Maybe the third step is to create user authentication functionality. This might require a database migration, new functions in the user controller, and so forth. Awesome!
Maybe the fourth step is creating forms so that the user can actually sign up, login, and logout. Awesome!
Maybe the fifth step is creating posts that the user can create on your website. So you have to create a new Post model, relevant forms for creating and editing posts, etc.
Later on, there will be steps for creating the user interface, sharing, adding friends, blocking other users, etc etc etc.
Building web apps is very naturally a “staged” process.
On the other hand, machine learning does not work that way.
Generally speaking, implementing an algorithm works like this. You start with a shell, such as:
class Model: def fit(self, X, Y): # your training algorithm def predict(self, X): # your inference algorithm
This will be the case pretty much no matter what algorithm you are learning about. There are no “stages” to this. You learn the algorithm, and then you put it into code.
In some cases (like Linear Regression) both learning and inference are just one line of code.

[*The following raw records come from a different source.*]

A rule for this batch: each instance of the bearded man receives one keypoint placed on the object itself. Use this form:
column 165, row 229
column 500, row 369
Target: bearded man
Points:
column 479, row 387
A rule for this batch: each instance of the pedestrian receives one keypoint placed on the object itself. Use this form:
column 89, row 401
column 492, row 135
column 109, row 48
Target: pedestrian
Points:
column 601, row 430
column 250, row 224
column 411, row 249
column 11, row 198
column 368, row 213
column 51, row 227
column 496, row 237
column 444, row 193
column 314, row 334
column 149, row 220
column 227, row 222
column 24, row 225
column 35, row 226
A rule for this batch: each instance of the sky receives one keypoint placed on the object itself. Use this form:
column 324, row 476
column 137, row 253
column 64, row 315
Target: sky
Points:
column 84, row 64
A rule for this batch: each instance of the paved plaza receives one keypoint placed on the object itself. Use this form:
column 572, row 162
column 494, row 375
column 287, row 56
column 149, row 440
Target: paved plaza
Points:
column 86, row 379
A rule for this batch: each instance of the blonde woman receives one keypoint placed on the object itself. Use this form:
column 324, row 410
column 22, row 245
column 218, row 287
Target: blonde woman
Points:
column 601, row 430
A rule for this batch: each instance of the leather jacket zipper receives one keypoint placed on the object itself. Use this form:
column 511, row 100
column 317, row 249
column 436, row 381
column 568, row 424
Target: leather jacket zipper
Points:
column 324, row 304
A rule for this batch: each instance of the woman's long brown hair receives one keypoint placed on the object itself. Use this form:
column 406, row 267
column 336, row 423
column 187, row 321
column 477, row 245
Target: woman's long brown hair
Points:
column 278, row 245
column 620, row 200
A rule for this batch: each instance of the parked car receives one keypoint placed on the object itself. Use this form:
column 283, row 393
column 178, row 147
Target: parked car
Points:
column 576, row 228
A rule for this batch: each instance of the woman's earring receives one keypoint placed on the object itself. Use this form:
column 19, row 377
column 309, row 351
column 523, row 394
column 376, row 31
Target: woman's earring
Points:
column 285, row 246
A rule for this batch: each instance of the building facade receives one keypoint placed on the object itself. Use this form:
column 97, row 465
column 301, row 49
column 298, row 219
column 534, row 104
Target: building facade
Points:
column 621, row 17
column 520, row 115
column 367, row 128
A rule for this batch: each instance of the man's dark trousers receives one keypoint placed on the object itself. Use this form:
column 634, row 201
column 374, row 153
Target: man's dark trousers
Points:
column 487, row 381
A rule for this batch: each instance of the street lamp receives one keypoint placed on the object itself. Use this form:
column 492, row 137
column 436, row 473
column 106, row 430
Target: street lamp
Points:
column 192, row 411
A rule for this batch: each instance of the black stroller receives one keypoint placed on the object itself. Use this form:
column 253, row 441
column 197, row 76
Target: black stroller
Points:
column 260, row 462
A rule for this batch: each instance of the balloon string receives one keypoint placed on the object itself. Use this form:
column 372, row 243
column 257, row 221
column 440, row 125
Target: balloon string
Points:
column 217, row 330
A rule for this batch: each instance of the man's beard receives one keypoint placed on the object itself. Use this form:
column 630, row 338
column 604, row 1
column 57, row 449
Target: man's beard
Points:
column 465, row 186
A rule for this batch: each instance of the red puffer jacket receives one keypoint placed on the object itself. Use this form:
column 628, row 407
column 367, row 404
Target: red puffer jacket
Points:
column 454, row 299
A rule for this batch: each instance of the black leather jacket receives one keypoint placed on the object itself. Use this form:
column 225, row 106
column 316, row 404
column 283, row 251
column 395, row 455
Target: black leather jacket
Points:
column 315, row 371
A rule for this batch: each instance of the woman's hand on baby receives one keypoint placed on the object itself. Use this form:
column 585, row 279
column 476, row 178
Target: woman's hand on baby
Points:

In other cases (like Hidden Markov Models), both learning and inference are many lines of code.
But there are no “intermediate steps” in which the algorithm produces 10% useful stuff without the other 90%.
It just doesn’t work that way.
Either the whole thing works, or the whole thing doesn’t work. There are no “stages”.
If you are learning about an API rather than an algorithm, it may appear to be in stages. For example:
# load in the data # build the model # train the model # evaluate the model
However, unlike the web app example, these are all strongly interconnected. They are also all focused solely on one single thing: the particular model you’re learning about.
“Loading in the data” is not a stage. That doesn’t do anything in and of itself, and by itself it tells you nothing about the model. Furthermore, if it’s anything like a typical API (Scikit-Learn, Keras), training and evaluation with one line of code each are hardly “stages”.
Creating a database table and corresponding models and controllers is a stage. Creating the header on your landing page is a stage. Calling “model.fit()” is not a stage.